If you want to attack an unfair tax cut system, that's fine -- but the lack of job growth won't change when we get a Democrat in the White House in 2004.
Economists described the time after the 1990-1991 recession as a jobless recovery. GDP improved and productivity improved, but employment numbers stagnated way beyond what was typical. Then we had big productivity gains all through the 1990s. Now we had a new downturn, with lots and lots of layoffs, and now, we're again seeing stagnant emplyment numbers.
The problem is bigger than something that can be solved with properly targeted tax cuts. Our economy has changed. Everyone decries the loss of manufacturing jobs in the rust belt, but nobody will acknowledge that these job losses are the result of productivity increases. We ship more steel now than we did 10 years ago. Manufacturing isn't dying. Look at the Manufacturing component of the Industrial Production Index put out by the Federal Reserve. Manufacturing is up 2.3% over 12 months ago, and the long-term trend is undeniably up.

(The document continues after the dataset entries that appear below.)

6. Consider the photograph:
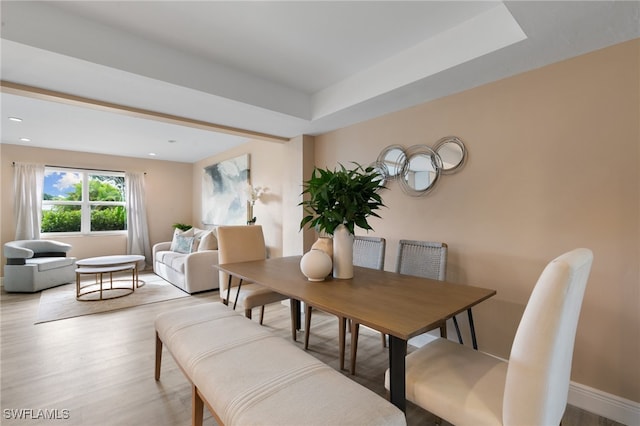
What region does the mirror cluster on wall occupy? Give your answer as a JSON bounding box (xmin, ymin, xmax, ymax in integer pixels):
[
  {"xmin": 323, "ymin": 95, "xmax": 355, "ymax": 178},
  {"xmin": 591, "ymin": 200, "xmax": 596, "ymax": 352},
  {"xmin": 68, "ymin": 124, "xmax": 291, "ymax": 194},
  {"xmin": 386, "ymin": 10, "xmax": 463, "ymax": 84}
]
[{"xmin": 375, "ymin": 136, "xmax": 467, "ymax": 197}]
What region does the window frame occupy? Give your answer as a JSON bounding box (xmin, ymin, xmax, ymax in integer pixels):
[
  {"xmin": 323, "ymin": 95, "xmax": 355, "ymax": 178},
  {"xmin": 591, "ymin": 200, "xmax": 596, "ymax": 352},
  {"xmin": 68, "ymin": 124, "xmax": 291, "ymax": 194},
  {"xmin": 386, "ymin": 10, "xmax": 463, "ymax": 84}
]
[{"xmin": 40, "ymin": 166, "xmax": 127, "ymax": 236}]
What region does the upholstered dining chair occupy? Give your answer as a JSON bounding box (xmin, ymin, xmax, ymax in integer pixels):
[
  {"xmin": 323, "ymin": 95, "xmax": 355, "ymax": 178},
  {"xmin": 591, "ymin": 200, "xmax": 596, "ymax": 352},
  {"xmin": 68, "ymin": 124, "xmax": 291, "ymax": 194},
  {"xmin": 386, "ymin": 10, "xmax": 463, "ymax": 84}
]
[
  {"xmin": 218, "ymin": 225, "xmax": 287, "ymax": 324},
  {"xmin": 385, "ymin": 248, "xmax": 593, "ymax": 425},
  {"xmin": 304, "ymin": 236, "xmax": 387, "ymax": 371}
]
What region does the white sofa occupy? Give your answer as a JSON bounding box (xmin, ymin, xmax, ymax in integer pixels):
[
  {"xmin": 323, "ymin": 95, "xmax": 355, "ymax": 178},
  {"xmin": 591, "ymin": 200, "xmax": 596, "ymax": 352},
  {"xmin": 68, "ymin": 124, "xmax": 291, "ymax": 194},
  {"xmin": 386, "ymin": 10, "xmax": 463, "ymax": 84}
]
[
  {"xmin": 3, "ymin": 240, "xmax": 77, "ymax": 293},
  {"xmin": 153, "ymin": 228, "xmax": 219, "ymax": 294}
]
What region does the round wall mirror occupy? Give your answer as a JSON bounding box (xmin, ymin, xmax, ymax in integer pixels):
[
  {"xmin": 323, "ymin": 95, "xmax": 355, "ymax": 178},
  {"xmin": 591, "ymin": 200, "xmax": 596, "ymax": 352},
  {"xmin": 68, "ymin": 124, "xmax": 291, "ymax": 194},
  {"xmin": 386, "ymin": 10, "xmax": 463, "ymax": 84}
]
[
  {"xmin": 378, "ymin": 145, "xmax": 406, "ymax": 181},
  {"xmin": 400, "ymin": 145, "xmax": 442, "ymax": 196},
  {"xmin": 433, "ymin": 136, "xmax": 467, "ymax": 174},
  {"xmin": 369, "ymin": 161, "xmax": 389, "ymax": 188}
]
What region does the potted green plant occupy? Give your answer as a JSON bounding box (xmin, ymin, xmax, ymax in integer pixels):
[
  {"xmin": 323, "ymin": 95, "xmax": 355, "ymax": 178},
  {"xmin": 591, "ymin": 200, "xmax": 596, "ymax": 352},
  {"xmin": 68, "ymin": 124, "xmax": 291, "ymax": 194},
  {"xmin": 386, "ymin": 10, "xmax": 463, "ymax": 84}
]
[{"xmin": 300, "ymin": 163, "xmax": 384, "ymax": 278}]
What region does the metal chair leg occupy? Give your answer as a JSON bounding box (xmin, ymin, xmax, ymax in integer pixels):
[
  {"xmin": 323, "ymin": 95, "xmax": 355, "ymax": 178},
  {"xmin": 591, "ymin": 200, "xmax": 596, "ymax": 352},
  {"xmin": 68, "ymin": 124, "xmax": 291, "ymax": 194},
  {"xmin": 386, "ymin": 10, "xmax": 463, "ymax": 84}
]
[{"xmin": 453, "ymin": 316, "xmax": 464, "ymax": 345}]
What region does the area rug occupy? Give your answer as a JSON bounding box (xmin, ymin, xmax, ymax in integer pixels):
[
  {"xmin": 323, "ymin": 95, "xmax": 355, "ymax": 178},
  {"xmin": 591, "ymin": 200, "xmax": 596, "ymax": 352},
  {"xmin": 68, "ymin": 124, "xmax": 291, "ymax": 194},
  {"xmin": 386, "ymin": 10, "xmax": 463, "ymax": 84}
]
[{"xmin": 35, "ymin": 273, "xmax": 189, "ymax": 324}]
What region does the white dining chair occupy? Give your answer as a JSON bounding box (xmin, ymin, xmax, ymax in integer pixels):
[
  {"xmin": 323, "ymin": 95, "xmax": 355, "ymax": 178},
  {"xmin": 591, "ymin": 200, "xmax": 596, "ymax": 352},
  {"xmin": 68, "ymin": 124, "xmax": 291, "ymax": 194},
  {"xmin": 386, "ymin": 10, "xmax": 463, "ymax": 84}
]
[
  {"xmin": 385, "ymin": 249, "xmax": 593, "ymax": 426},
  {"xmin": 220, "ymin": 225, "xmax": 287, "ymax": 324}
]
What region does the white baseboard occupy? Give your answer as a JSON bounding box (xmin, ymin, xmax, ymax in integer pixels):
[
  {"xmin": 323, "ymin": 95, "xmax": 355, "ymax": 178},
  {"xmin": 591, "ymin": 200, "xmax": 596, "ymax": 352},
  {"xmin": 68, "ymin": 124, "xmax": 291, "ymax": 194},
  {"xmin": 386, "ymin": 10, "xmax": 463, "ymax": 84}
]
[
  {"xmin": 568, "ymin": 382, "xmax": 640, "ymax": 426},
  {"xmin": 409, "ymin": 334, "xmax": 640, "ymax": 426}
]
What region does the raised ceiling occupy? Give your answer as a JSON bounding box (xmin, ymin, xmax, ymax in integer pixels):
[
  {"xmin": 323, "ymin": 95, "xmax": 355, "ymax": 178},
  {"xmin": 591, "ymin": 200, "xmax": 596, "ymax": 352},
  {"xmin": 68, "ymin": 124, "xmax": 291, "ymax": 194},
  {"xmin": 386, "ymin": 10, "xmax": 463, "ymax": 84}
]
[{"xmin": 1, "ymin": 1, "xmax": 640, "ymax": 162}]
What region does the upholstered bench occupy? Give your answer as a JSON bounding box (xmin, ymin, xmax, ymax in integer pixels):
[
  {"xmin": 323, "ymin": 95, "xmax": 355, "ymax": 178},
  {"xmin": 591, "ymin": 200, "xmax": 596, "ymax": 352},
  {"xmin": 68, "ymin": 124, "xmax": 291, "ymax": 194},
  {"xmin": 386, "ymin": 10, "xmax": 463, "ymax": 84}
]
[{"xmin": 155, "ymin": 302, "xmax": 406, "ymax": 426}]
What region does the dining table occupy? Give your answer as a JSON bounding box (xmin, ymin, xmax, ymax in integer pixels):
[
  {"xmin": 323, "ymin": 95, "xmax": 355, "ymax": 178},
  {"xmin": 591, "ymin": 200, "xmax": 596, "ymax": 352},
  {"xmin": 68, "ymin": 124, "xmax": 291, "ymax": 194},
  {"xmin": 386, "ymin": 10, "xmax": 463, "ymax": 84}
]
[{"xmin": 217, "ymin": 256, "xmax": 496, "ymax": 411}]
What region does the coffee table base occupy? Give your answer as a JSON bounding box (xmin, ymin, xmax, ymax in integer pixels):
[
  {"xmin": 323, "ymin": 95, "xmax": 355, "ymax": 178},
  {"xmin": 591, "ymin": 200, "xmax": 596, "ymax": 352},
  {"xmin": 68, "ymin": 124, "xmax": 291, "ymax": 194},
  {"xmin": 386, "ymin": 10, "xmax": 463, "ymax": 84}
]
[{"xmin": 76, "ymin": 264, "xmax": 137, "ymax": 302}]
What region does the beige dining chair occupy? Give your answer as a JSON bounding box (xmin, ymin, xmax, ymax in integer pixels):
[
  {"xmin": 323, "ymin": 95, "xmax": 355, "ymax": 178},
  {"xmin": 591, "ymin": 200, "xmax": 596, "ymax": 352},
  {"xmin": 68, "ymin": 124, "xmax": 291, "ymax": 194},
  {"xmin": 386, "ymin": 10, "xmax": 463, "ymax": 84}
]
[
  {"xmin": 385, "ymin": 248, "xmax": 593, "ymax": 426},
  {"xmin": 218, "ymin": 225, "xmax": 287, "ymax": 324},
  {"xmin": 351, "ymin": 240, "xmax": 456, "ymax": 374},
  {"xmin": 304, "ymin": 236, "xmax": 387, "ymax": 370}
]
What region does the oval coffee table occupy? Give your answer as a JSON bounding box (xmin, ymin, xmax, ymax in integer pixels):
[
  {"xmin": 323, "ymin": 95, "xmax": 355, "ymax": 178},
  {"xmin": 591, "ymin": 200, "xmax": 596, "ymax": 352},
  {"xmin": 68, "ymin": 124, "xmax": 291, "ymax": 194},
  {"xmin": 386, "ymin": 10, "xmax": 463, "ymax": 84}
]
[{"xmin": 76, "ymin": 255, "xmax": 144, "ymax": 301}]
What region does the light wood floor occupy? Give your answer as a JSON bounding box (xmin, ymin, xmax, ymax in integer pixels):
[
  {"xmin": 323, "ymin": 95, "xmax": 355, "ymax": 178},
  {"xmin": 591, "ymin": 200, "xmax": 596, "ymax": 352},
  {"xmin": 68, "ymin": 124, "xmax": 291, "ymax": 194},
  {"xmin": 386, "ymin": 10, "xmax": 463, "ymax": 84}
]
[{"xmin": 0, "ymin": 282, "xmax": 617, "ymax": 426}]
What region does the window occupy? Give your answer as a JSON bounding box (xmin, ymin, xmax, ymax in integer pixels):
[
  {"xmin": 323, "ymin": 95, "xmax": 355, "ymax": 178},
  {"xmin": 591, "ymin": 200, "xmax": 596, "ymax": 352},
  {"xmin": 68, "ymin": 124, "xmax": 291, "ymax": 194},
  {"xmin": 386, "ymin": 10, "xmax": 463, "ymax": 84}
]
[{"xmin": 41, "ymin": 167, "xmax": 127, "ymax": 234}]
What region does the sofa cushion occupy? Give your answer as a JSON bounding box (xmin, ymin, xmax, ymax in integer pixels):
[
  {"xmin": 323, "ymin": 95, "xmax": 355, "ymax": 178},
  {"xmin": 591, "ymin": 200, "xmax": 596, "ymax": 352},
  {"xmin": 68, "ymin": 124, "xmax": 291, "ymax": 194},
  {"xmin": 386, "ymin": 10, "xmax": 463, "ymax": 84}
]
[
  {"xmin": 156, "ymin": 251, "xmax": 187, "ymax": 274},
  {"xmin": 194, "ymin": 229, "xmax": 218, "ymax": 251},
  {"xmin": 26, "ymin": 257, "xmax": 76, "ymax": 272}
]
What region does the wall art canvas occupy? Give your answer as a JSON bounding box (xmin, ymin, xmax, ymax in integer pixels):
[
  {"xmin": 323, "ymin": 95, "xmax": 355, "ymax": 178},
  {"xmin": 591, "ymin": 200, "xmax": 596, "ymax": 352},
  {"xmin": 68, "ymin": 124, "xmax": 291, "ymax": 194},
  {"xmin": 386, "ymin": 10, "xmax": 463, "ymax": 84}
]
[{"xmin": 202, "ymin": 154, "xmax": 250, "ymax": 225}]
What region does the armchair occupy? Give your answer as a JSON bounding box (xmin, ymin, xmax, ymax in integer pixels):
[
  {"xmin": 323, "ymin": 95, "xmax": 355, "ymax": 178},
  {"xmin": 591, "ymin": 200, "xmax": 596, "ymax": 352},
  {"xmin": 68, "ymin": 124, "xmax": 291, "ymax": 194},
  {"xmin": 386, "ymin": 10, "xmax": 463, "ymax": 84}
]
[{"xmin": 4, "ymin": 240, "xmax": 76, "ymax": 293}]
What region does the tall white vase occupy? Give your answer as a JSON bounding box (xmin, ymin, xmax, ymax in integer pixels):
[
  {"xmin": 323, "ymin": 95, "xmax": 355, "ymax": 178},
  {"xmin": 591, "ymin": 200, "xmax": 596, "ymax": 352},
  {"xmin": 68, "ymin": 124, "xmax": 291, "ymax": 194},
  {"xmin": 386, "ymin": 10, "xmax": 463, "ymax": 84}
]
[{"xmin": 333, "ymin": 225, "xmax": 353, "ymax": 279}]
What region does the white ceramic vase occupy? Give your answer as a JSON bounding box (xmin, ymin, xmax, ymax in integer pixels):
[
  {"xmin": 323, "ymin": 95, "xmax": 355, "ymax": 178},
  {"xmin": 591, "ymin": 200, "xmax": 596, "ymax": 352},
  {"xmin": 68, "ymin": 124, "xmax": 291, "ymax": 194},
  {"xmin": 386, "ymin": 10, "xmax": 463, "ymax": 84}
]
[
  {"xmin": 300, "ymin": 249, "xmax": 333, "ymax": 281},
  {"xmin": 333, "ymin": 225, "xmax": 353, "ymax": 279}
]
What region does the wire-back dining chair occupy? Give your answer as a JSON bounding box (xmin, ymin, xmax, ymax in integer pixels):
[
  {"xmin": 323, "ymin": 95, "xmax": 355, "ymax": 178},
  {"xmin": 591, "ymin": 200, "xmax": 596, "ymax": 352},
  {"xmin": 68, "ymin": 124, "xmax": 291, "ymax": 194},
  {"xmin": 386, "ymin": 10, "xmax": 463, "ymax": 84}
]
[{"xmin": 304, "ymin": 236, "xmax": 386, "ymax": 370}]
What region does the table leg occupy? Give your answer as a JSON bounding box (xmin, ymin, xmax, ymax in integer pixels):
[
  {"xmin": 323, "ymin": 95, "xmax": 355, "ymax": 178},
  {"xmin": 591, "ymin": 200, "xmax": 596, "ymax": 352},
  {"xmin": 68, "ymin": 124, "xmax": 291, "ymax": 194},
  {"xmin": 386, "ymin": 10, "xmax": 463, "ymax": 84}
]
[
  {"xmin": 389, "ymin": 335, "xmax": 407, "ymax": 412},
  {"xmin": 229, "ymin": 278, "xmax": 242, "ymax": 311},
  {"xmin": 289, "ymin": 299, "xmax": 300, "ymax": 342},
  {"xmin": 100, "ymin": 272, "xmax": 102, "ymax": 300}
]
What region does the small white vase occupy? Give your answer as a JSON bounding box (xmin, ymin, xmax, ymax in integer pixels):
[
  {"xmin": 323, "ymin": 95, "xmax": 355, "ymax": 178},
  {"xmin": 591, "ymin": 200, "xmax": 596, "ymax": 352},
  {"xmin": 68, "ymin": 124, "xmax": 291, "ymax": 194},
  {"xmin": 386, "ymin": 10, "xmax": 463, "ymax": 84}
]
[
  {"xmin": 311, "ymin": 237, "xmax": 333, "ymax": 262},
  {"xmin": 300, "ymin": 249, "xmax": 333, "ymax": 281},
  {"xmin": 333, "ymin": 225, "xmax": 353, "ymax": 279}
]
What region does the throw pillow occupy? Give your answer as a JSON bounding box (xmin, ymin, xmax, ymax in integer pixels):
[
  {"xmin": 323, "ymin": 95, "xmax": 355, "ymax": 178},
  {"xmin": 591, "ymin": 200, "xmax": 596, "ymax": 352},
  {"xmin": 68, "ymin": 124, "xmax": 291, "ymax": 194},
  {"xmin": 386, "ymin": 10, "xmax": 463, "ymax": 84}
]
[
  {"xmin": 198, "ymin": 230, "xmax": 218, "ymax": 251},
  {"xmin": 169, "ymin": 228, "xmax": 193, "ymax": 251},
  {"xmin": 173, "ymin": 235, "xmax": 195, "ymax": 254}
]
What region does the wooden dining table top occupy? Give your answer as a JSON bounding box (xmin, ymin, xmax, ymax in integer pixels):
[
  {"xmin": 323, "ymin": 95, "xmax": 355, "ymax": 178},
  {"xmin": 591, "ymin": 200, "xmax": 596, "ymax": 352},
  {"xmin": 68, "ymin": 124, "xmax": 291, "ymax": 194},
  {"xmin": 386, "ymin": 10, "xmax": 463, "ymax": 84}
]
[{"xmin": 218, "ymin": 256, "xmax": 496, "ymax": 340}]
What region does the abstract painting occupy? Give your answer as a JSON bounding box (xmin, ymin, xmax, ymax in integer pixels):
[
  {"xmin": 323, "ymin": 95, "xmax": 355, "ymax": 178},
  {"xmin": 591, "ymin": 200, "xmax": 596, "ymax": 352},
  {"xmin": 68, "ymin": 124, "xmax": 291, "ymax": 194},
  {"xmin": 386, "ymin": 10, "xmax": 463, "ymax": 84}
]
[{"xmin": 202, "ymin": 154, "xmax": 249, "ymax": 225}]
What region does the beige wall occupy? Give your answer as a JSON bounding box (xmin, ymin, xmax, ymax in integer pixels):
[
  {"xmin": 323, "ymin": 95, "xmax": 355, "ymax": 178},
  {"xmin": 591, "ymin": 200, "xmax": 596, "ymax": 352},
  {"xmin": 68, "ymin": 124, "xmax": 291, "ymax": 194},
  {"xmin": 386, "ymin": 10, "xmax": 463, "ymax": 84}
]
[
  {"xmin": 315, "ymin": 40, "xmax": 640, "ymax": 401},
  {"xmin": 0, "ymin": 144, "xmax": 193, "ymax": 264},
  {"xmin": 192, "ymin": 141, "xmax": 289, "ymax": 257}
]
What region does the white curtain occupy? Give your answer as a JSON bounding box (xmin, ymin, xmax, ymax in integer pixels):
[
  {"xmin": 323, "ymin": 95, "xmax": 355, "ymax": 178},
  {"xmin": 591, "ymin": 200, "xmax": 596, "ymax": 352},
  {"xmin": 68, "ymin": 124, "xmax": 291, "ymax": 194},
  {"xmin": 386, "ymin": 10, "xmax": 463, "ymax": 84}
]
[
  {"xmin": 13, "ymin": 163, "xmax": 44, "ymax": 240},
  {"xmin": 125, "ymin": 172, "xmax": 152, "ymax": 265}
]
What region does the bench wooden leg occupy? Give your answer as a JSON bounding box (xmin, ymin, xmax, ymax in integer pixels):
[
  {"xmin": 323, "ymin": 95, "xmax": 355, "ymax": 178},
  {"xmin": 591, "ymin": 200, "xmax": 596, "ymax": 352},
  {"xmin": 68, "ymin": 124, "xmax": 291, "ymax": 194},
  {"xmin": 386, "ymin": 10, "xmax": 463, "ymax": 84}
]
[
  {"xmin": 289, "ymin": 299, "xmax": 300, "ymax": 342},
  {"xmin": 156, "ymin": 331, "xmax": 162, "ymax": 380},
  {"xmin": 338, "ymin": 317, "xmax": 347, "ymax": 371},
  {"xmin": 191, "ymin": 385, "xmax": 204, "ymax": 426}
]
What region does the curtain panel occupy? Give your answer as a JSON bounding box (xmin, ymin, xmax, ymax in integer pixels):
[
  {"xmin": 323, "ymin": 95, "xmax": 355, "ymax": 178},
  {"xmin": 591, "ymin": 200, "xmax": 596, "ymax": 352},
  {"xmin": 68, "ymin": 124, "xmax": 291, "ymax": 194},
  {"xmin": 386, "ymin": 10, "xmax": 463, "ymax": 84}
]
[
  {"xmin": 13, "ymin": 163, "xmax": 44, "ymax": 240},
  {"xmin": 125, "ymin": 172, "xmax": 152, "ymax": 265}
]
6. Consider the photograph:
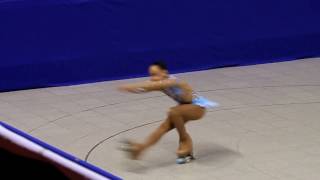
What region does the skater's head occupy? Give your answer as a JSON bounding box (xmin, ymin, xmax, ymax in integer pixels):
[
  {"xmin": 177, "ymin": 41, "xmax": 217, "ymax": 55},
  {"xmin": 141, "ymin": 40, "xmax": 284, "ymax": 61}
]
[{"xmin": 149, "ymin": 61, "xmax": 168, "ymax": 81}]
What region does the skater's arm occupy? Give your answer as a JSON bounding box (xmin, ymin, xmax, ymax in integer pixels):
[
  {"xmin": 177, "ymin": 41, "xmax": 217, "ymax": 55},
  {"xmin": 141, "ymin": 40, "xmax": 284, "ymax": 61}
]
[{"xmin": 119, "ymin": 79, "xmax": 179, "ymax": 93}]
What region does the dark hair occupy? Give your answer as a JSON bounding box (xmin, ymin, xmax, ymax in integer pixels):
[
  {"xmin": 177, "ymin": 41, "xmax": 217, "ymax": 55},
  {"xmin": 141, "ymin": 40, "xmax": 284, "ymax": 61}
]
[{"xmin": 151, "ymin": 61, "xmax": 168, "ymax": 70}]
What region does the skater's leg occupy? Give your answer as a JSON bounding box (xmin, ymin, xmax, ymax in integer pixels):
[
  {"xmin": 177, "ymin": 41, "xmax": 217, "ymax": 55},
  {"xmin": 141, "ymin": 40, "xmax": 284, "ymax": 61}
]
[
  {"xmin": 126, "ymin": 119, "xmax": 173, "ymax": 159},
  {"xmin": 143, "ymin": 119, "xmax": 173, "ymax": 149},
  {"xmin": 169, "ymin": 104, "xmax": 205, "ymax": 156}
]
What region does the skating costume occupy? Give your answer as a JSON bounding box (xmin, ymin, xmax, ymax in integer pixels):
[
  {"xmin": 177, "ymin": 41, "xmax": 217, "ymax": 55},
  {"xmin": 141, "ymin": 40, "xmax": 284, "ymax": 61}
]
[{"xmin": 163, "ymin": 76, "xmax": 219, "ymax": 108}]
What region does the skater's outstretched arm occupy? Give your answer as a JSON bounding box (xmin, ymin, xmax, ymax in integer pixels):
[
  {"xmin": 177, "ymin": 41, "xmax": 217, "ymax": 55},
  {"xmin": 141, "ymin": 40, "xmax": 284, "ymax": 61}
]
[{"xmin": 119, "ymin": 79, "xmax": 180, "ymax": 93}]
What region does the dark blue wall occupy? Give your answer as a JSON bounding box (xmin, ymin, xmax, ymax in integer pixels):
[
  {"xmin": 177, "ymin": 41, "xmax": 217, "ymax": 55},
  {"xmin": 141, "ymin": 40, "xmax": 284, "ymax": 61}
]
[{"xmin": 0, "ymin": 0, "xmax": 320, "ymax": 91}]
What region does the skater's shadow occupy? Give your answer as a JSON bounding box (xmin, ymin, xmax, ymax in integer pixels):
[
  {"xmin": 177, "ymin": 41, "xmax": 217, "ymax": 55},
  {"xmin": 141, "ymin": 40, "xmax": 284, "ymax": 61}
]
[
  {"xmin": 127, "ymin": 142, "xmax": 242, "ymax": 174},
  {"xmin": 195, "ymin": 143, "xmax": 242, "ymax": 168}
]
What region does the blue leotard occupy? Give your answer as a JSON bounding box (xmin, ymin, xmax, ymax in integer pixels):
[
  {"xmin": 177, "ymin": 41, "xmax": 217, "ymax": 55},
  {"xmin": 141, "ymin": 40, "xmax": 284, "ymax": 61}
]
[{"xmin": 163, "ymin": 76, "xmax": 219, "ymax": 108}]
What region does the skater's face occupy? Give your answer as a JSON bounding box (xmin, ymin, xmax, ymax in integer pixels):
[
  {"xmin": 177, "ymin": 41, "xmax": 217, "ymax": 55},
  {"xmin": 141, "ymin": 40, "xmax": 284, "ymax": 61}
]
[{"xmin": 149, "ymin": 65, "xmax": 168, "ymax": 81}]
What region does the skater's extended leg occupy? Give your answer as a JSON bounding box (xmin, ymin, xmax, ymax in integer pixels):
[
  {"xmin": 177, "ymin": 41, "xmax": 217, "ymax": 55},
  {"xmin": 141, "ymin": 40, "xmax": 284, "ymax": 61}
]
[
  {"xmin": 125, "ymin": 119, "xmax": 173, "ymax": 159},
  {"xmin": 143, "ymin": 119, "xmax": 173, "ymax": 149},
  {"xmin": 169, "ymin": 104, "xmax": 205, "ymax": 156}
]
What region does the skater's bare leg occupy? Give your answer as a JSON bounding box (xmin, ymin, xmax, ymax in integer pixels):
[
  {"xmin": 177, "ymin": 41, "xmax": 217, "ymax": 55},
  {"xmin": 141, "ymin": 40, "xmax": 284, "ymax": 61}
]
[
  {"xmin": 131, "ymin": 104, "xmax": 205, "ymax": 159},
  {"xmin": 128, "ymin": 119, "xmax": 173, "ymax": 159},
  {"xmin": 169, "ymin": 104, "xmax": 205, "ymax": 156}
]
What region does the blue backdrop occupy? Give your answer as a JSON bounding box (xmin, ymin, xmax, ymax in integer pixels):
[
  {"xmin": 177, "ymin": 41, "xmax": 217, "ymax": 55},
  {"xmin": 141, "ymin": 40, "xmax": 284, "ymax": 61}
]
[{"xmin": 0, "ymin": 0, "xmax": 320, "ymax": 91}]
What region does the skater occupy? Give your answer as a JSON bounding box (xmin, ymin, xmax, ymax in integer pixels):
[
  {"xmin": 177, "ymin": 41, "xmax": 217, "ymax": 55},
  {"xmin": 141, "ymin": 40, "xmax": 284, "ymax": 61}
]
[{"xmin": 119, "ymin": 62, "xmax": 218, "ymax": 164}]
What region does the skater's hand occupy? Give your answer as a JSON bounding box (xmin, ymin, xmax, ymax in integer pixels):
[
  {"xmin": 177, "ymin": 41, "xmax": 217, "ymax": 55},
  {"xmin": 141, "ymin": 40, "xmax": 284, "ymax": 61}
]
[{"xmin": 118, "ymin": 85, "xmax": 144, "ymax": 93}]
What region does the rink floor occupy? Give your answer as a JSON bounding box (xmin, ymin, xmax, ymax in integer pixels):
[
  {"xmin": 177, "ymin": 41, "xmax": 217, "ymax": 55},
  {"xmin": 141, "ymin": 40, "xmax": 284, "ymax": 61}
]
[{"xmin": 0, "ymin": 58, "xmax": 320, "ymax": 180}]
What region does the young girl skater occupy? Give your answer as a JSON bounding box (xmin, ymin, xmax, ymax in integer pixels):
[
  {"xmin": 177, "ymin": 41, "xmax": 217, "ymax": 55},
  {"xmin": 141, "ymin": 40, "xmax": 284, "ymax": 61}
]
[{"xmin": 119, "ymin": 62, "xmax": 218, "ymax": 164}]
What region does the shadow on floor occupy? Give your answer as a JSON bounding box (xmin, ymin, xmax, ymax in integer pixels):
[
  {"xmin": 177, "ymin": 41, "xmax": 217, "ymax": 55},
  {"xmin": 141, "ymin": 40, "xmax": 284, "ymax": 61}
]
[{"xmin": 124, "ymin": 142, "xmax": 242, "ymax": 174}]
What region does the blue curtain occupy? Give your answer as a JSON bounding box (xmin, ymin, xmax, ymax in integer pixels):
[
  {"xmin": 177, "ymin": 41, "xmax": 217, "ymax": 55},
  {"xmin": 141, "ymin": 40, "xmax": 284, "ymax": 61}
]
[{"xmin": 0, "ymin": 0, "xmax": 320, "ymax": 91}]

Think about farming -- in Roman times, something like 40% of the population worked in agriculture. Now, less than five percent of the population works in agriculture, but it would be false to say that agriculture is dying. Instead, technology has made workers so productive that we just don't need to employ so many people. That's what's happening in manufacturing now.
It just doesn't take the same number of people to produce the same amount of goods any more. But nobody wants to talk about that -- instead, we'll use this long-term trend as a way to beat down Bush. That might be good strategy, but if the Democrats don't plan for the long term, then in four years they'll lose the White House again for the same reason. We're at the end of an era. The American prosperity boom starting in the 1950s depended on high-paying manufacturing jobs. That industry just doesn't need to employ the numbers it used to.
About 150 years ago, Manchester, New Hampshire was an economic powerhouse and the center of the North American textile industry. Then technology made textiles no longer an expensive product, so Manchester is now like half of its earlier population. We need to talk about how to prevent the US from following that path.